You should initialize the cluster from only one node, unless you will end up with multiple different clusters.
- If all nodes starts in parallel, they’ll fall into a race condition. To prevent these cases, peer discovery tries to acquire a lock when either forming a cluster or joining one. Consul uses a lock in Consul and etcd for etcd. Classic config file, k8s and AWS use a built-in locking-library provided by the runtime.
If there’s a registration in the backend, then unregister upon stop
If there’s a pre-joined cluster, then the node retries to contact the cluster for a period of time and no peer discovery will be performed. By default, it retires for 10 times and 30 seconds per attempt.
If the node fails to connect the previous cluster, it’ll behave like a blank node but the cluster members would still think the nodes is in the cluster, which finally makes the cluster joining fail. You need to remove these nodes by rabbitmqctl forget_cluster_node on existing members.
Once a node is explicitly removed from the cluster and reset, the node will join the cluster as if it’s a new member.
If you change the node name or host name then it’ll make the node be considered as a new member as well if its data directory path might be changed as a result.
Backend of the RabbitMQ means the peer discovery
Before the whole nodes in the cluster have joined, each nodes will accept client connections. Which means, the cluster is considered fully available by the clients. In this case, certain features may not be available to use, for instance, quorum queues and features behind feature flags until the cluster reaches their required numbers of nodes.
When handling the cluster, you need to consider the following scenario, where you should consider resetting A or B.
1. A cluster of 3 nodes, A, B and C is formed.
2. A is shutdown.
3. B is reset.
4. A is started.
5. A tries to rejoin B but B’s cluster identity has changed.
6. B doesn’t recognize A.
7. A is rejected with the following message.
  
  Node 'rabbit@nodeA.local' thinks it's clustered with node 'rabbit@nodeB.local', but 'rabbit@nodeB.local' disagrees

Config File

(2024.1.25) I’ll skip this for now.

Pre-configured DNS A/AAAA records

This mechanism uses pre-configured hostname(a.k.a seed hostname) with DNS A(or AAAA) records.

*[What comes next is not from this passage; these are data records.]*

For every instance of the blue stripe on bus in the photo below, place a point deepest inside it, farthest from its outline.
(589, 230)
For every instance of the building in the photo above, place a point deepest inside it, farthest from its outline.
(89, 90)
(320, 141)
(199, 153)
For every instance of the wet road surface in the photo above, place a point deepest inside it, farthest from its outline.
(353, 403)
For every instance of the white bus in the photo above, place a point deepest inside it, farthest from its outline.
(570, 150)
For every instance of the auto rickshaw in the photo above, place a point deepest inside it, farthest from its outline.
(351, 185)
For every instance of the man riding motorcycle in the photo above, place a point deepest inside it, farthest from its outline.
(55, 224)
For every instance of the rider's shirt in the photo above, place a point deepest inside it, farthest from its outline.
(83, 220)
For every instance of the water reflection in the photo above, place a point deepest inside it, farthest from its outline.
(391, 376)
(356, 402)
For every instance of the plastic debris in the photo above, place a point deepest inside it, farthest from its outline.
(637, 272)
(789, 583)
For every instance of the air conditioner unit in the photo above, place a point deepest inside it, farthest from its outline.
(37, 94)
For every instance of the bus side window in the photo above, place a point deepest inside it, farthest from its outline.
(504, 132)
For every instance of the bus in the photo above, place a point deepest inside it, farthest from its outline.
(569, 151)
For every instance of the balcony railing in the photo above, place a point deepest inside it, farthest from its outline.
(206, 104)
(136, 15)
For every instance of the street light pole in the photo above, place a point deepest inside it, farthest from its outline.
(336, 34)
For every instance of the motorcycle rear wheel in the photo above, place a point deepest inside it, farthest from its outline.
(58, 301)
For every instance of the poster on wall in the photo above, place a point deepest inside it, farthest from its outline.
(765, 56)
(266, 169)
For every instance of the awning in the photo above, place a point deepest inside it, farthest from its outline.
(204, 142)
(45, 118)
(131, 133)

You can specify from the config file, like cluster_formation.dns.hostname = discovery.eng.example.local
1. Query DNS A records of the seed hostname : let’s say it’s discovery.eng.example.local and DNS A records return 192.168.100.1 and 192.168.100.2
2. For each returned DNS record’s IP addresses, perform a reverse DNS lookup : this will return their hostnames.
3. Append current node’s prefix to each hostname and return the result : the node’s name is not set, then the default name is rabbit@(hostname), so this will discover two nodes, rabbit@(node1’s hostname) and rabbit@(node2’s hostname)

Via Plugins

AWS
Kubernetes
Consul
etcd

You don’t need to install these plugins but enable them. Follow this cli.

rabbitmq-plugins --offline enable <plugin name>

rabbitmq-plugins --offline enable rabbitmq_peer_discovery_k8s

(2024.1.25) But I’ll skip this for now.

Network Partition

I need to check this information. It seems quite complicated.